VP 400: Machine Learning (50 pts)

Purpose

Develop very basic machine learning programs, following this tutorial:

Your First Machine Learning Project in Python Step-By-Step

Install Libraries

python3 -m pip install scipy
python3 -m pip install numpy
python3 -m pip install matplotlib
python3 -m pip install pandas
python3 -m pip install sklearn

Loading Data

We'll use the standard Iris flower data set.

The data set contains 150 records of measurements of iris flowers.

Create a program named ml1.py containing this code:

from pandas import read_csv

# Load dataset
url = "https://raw.githubusercontent.com/jbrownlee/Datasets/master/iris.csv"
names = ['sepal-length', 'sepal-width', 'petal-length', 'petal-width', 'class']
dataset = read_csv(url, names=names)

# shape
print(dataset.shape)

# head
print(dataset.head(20))

# descriptions
print(dataset.describe())

# class distribution
print(dataset.groupby('class').size())

After a few seconds, it downloads the data and prints out a summary, as shown below.
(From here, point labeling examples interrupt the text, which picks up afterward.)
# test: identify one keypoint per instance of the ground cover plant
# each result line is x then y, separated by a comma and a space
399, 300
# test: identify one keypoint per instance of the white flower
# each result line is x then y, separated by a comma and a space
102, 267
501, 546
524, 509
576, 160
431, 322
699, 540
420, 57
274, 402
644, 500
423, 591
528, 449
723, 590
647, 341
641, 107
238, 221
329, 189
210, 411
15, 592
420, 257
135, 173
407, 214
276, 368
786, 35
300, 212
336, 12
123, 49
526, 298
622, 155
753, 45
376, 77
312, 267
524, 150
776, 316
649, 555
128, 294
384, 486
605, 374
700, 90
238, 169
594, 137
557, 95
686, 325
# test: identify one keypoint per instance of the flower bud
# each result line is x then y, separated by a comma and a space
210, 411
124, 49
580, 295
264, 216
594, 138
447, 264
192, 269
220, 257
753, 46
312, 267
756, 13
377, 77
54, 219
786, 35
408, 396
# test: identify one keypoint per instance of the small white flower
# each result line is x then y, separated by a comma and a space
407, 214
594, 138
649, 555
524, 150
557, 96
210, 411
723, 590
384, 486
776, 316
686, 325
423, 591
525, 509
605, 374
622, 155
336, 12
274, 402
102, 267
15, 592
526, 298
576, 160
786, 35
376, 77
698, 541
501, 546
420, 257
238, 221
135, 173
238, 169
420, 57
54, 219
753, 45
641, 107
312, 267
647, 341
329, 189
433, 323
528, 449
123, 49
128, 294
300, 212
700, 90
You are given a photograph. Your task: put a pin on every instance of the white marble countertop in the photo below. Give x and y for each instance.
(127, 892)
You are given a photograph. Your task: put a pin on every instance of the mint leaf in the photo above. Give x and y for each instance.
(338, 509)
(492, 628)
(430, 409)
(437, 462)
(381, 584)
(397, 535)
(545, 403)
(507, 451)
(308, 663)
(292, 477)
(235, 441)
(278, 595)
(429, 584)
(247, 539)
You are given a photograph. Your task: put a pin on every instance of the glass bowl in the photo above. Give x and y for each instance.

There are 150 records with 5 attributes. There are four measurements of each iris, sorted into three possible classes.

We want to write a program that will learn to identify the class of new irises from the other attributes.

Visualizing Data with Histograms

Create a program named ml2.py containing this code:

# Load libraries
from pandas import read_csv
from pandas.plotting import scatter_matrix
from matplotlib import pyplot
from sklearn.model_selection import train_test_split
from sklearn.model_selection import cross_val_score
from sklearn.model_selection import StratifiedKFold
from sklearn.metrics import classification_report
from sklearn.metrics import confusion_matrix
from sklearn.metrics import accuracy_score
from sklearn.linear_model import LogisticRegression
from sklearn.tree import DecisionTreeClassifier
from sklearn.neighbors import KNeighborsClassifier
from sklearn.discriminant_analysis import LinearDiscriminantAnalysis
from sklearn.naive_bayes import GaussianNB
from sklearn.svm import SVC

# Load dataset
url = "https://raw.githubusercontent.com/jbrownlee/Datasets/master/iris.csv"
names = ['sepal-length', 'sepal-width', 'petal-length', 'petal-width', 'class']
dataset = read_csv(url, names=names)

# histograms
dataset.hist()
pyplot.show()

Histograms of the data appear, as shown below.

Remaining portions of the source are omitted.